Supervisor Political Action Committee (SPAC)

What Is a PAC?

Political Action Committee (PAC) — A popular term for a political committee organized for the purpose of raising and spending money to elect and defeat candidates. Most PACs represent business, labor or ideological interests. PACs can give $5,000 to a candidate committee per election (primary, general or special). They can also give up to $15,000 annually to any national party committee, and $5,000 annually to any other PAC. PACs may receive up to $5,000 from any one individual, PAC or party committee per calendar year. A PAC must register with the FEC within 10 days of its formation, providing name and address for the PAC, its treasurer and any connected organizations. Affiliated PACs are treated as one donor for the purpose of contribution limits.

PACs have been around since 1944, when the Congress of Industrial Organizations (CIO) formed the first one to raise money for the re-election of President Franklin D. Roosevelt. The PAC's money came from voluntary contributions from union members rather than union treasuries, so it did not violate the Smith Connally Act of 1943, which forbade unions from contributing to federal candidates. Although commonly called PACs, federal election law refers to these accounts as "separate segregated funds" because money contributed to a PAC is kept in a bank account separate from the general corporate or union treasury.

Many politicians also form Leadership PACs, which are not technically affiliated with the candidate, as a way of raising money to help fund other candidates' campaigns. Leadership PACs are often indicative of a politician's aspirations for leadership positions in Congress or for higher office. (A breakdown of spending by Leadership PACs is available on this web site.) Further background on Leadership PACs is online in the Center's 1996 publication, "A Bag of Tricks."

For more information on PACs, check out the FEC's "Campaign Guide for Corporations and Labor Organizations" and the "Campaign Guide for Nonconnected Committees" (both available in PDF format). For an alphabetical list of PAC acronyms, abbreviations, initials, and common names, see the FEC's list of PACRONYMS. A chart showing the rise and fall in the number of PACs over the years is also available on the FEC's web site.

NAPS initiated a fund that could be used to contribute to the campaigns of individuals who support issues and bills in the House and Senate that relate to the USPS. The SPAC funds are used to attend fund-raisers for candidates and, in some cases, are contributed directly to the candidates campaign funds. In today's political climate, postal supervisors need support on Capitol Hill regarding laws that change retirement systems, rules that govern how we compete against UPS, FEDEX, etc. Our support of politicians who determine the votes on bills is important so we can keep what we have and improve our lot in life. Recently, there was a bill before Congress to reduce the percentage of our retirement contribution that was raised by .05 in the late 1980's. This bill received wide support throughout congress. Those individuals, who received NAPS support, were more likely to support this bill when it went through the legislative process.
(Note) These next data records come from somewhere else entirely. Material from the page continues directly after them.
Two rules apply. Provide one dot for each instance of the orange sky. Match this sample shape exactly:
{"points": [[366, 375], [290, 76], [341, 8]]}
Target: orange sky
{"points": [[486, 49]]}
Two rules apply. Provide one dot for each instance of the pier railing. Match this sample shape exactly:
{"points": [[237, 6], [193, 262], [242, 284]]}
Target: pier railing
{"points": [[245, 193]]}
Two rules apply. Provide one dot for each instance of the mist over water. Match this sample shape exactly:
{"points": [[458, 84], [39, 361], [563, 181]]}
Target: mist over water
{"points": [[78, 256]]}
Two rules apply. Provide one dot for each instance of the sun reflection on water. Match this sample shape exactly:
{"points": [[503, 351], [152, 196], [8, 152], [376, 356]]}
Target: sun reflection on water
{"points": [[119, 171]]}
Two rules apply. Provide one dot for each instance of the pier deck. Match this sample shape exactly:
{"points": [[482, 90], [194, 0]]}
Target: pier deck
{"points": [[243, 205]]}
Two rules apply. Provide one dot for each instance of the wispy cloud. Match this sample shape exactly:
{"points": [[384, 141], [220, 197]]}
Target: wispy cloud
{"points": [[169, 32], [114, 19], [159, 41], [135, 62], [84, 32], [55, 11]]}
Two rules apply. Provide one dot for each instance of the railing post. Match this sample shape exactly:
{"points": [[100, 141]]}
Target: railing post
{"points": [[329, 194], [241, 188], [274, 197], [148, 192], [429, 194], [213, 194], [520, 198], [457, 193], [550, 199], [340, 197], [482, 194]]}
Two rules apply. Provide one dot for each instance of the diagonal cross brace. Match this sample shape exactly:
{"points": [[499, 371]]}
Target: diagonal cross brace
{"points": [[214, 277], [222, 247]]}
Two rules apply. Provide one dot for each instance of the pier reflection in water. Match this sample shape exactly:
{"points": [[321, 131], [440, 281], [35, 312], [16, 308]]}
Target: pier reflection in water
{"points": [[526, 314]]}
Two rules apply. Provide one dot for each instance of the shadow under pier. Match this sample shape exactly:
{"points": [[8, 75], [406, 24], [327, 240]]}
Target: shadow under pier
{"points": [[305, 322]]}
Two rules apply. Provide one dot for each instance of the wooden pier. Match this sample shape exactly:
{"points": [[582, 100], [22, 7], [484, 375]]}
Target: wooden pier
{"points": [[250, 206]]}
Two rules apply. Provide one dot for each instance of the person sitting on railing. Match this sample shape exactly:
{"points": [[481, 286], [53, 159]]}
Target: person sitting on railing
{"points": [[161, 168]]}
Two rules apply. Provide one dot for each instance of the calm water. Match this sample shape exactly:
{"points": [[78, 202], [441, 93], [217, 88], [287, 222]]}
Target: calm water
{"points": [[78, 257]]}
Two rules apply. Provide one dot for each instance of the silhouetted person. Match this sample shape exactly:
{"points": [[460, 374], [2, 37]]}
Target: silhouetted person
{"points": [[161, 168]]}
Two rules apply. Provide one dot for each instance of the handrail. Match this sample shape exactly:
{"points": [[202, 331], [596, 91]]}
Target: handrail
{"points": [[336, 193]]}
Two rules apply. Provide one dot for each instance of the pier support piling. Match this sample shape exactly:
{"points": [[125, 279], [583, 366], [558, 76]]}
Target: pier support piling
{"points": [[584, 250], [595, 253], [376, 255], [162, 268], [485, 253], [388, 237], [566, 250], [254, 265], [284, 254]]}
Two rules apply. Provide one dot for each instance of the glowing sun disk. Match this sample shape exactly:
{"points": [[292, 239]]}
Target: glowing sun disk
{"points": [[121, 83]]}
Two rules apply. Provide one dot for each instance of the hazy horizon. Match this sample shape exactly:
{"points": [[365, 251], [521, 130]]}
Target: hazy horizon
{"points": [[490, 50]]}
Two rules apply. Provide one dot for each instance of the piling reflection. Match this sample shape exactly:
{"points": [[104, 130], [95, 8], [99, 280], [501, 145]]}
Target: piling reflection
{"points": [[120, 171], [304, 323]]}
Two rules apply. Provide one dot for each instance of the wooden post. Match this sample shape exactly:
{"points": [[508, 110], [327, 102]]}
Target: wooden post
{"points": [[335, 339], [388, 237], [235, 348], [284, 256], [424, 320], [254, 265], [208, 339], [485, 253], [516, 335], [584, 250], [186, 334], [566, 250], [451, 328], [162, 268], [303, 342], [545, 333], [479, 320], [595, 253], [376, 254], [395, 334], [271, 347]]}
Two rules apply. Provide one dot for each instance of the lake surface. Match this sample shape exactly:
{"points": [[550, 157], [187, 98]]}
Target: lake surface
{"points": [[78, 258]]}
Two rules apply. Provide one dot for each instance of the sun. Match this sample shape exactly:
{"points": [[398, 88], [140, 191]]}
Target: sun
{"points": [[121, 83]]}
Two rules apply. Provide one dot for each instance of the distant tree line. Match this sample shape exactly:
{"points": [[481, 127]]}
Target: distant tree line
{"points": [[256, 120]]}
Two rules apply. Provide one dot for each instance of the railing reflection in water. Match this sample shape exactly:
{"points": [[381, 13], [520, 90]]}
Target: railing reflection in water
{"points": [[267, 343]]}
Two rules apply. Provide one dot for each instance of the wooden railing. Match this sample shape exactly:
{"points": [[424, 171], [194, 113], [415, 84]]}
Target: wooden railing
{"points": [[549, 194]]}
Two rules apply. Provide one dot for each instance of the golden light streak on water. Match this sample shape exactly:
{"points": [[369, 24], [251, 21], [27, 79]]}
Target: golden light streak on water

NAPS releases contributions in several ways. At NAPS Headquarters they receive requests on a daily basis for contributions. NAPS is a member of the "FAIR" coalition. This is a group that represents all government employees. The FAIR group recommends those members in the House and Senate that favor the issues of government employees. We give political donations based on this group's recommendation. SPAC also gives to campaigns based on local branch requests. In fact, large portions of our contributions support the requests of local branches. There are people who are against PAC (political action committees) funds, but until there is campaign reform, this is the system we have to work in.